都市型メディカルモールにおける配管の最適化

歯科医院の開業には、他の科目とは比較にならないほど複雑なインフラ整備が必要です。特に床下の配管は、給排水、バキューム、エアーなど多系統にわたり、これらを効率よく配置できるかどうかが、その後の診療効率を大きく左右します。

既存のビルに歯科を誘致する場合、スラブ貫通の可否や、床を上げるための階高が確保されているかが大きなハードルとなります。私たちが仲介の現場で大切にしているのは、こうした目に見えない構造上の制約を、設計の初期段階でドクターとオーナー様の双方に共有することです。例えば、150kgから200kgに及ぶ歯科ユニットの重荷重に耐えうる床補強や、診療室特有の換気計画など、これらを適切に整えることは、単なる内装工事ではなく、建物そのものの機能をアップデートする行為に他なりません。

診療拠点としての頻度と回遊性の創出

歯科医院の特徴の一つに、患者様の来院頻度の高さがあります。内科などの場合、体調が悪い時にのみ訪れますが、歯科、特に予防歯科やメンテナンスに力を入れている医院には、健康な状態の患者様が定期的に足を運びます。

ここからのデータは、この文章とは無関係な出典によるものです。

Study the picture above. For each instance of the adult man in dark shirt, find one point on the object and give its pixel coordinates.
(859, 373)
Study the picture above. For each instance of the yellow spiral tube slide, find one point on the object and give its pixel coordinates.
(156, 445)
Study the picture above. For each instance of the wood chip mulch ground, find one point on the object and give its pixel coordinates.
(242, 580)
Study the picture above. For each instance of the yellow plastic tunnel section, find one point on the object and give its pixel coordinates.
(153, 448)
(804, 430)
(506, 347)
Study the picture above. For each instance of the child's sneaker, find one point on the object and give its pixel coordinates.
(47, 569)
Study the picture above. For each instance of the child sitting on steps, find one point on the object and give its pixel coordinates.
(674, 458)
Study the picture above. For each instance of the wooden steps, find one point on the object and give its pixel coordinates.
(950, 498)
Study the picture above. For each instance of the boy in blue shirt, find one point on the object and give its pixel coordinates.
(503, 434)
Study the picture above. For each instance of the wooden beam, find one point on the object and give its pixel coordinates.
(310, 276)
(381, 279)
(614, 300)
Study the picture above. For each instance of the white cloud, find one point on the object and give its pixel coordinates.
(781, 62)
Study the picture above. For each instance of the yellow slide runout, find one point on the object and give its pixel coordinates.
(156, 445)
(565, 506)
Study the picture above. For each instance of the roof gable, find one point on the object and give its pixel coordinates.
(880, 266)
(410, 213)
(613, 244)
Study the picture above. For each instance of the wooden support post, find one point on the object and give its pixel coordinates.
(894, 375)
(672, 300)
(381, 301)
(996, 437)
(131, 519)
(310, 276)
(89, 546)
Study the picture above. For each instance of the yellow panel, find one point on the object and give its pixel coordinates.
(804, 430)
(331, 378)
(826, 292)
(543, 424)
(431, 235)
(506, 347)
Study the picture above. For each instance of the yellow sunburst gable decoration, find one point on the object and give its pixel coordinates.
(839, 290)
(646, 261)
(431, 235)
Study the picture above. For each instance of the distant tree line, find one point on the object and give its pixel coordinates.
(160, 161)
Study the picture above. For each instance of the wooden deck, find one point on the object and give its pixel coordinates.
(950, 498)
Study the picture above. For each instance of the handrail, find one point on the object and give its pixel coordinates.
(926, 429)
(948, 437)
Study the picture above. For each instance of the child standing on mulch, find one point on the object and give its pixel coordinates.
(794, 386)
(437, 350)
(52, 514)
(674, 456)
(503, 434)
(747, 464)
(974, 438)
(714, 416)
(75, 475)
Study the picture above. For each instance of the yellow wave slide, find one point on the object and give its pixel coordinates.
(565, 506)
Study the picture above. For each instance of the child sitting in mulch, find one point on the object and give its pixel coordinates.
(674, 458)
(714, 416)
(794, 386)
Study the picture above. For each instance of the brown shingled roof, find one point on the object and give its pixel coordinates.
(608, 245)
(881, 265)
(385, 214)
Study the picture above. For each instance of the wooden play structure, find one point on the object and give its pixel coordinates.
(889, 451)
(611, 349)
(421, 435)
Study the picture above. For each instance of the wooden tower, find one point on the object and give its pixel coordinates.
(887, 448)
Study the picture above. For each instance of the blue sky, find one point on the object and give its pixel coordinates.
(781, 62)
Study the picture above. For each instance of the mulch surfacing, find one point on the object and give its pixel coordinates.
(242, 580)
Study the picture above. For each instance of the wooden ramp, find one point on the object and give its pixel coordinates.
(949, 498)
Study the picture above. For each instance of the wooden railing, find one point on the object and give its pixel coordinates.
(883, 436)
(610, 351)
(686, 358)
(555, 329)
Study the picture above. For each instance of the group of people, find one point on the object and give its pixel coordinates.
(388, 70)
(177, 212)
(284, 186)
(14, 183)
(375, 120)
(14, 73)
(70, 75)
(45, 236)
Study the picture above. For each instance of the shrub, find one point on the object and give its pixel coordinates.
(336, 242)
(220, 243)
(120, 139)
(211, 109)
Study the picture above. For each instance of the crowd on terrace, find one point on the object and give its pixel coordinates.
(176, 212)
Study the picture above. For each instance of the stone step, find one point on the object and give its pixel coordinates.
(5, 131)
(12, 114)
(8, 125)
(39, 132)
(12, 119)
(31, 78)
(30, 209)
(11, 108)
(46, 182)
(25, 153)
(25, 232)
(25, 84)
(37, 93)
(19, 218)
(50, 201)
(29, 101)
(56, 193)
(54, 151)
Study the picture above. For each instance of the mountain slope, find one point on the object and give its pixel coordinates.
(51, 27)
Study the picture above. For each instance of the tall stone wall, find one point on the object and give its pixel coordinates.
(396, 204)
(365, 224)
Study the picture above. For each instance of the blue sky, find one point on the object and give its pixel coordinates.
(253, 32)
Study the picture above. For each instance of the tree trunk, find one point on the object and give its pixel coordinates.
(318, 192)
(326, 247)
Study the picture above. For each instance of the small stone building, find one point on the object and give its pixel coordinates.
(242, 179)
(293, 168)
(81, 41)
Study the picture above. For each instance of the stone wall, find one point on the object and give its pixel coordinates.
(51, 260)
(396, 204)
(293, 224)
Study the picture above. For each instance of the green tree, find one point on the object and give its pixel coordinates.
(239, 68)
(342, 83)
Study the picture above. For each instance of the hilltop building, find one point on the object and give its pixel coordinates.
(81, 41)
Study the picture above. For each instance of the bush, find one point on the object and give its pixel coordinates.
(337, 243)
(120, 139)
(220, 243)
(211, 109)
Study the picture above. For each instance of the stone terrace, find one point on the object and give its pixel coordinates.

この健康な人が定期的に集まるという流れは、ビル全体の雰囲気を明るくし、清潔感を保つことにつながります。また、歯科を訪れた患者様が同じビル内の他科を受診したり、薬局で日用品を購入したりといった回遊性が生まれます。処方箋枚数という数字には表れない人流の質を高めることが、メディカルビル全体のブランド価値を底上げしていくのです。

投資の定着と長期安定の相関

歯科医師にとって、開業時の設備投資は非常に高額です。ユニット数台に加え、CTやマイクロスコープといった精密機器を導入すれば、数千万円規模の投資が必要になります。これほど大きな投資を行うドクターにとって、数年での移転や退去は現実的ではありません。

つまり、一度入居が決まり、適切なインフラが整えば、その場所は10年、20年という長期にわたる医療の拠点となります。オーナー様から見れば、空室リスクを極限まで抑え、長期的に安定した賃料収入を見込めることを意味します。歯科医院の重い設備投資は、ドクターにとっては覚悟の証であり、オーナー様にとっては長期契約の担保となる。この相互の信頼関係こそが、メディカルビル経営を堅実にする最大の要素です。

結びに代えて

メディカルビルの経営を成功させる鍵は、単なる面積の埋め合わせではなく、それぞれの科目が持つ特性を理解し、補完し合う関係を築くことにあります。歯科医院は、そのインフラの特殊性や投資の重さゆえに、一度根を張れば非常に強い生命力を持つテナントです。

ドクターが理想の医療を提供でき、オーナー様が安心して資産を託せる。そんな持続可能な開業のカタチを、私たちは図面の一本一本、契約書の条項一つひとつに心を込めて整えていきたいと考えています。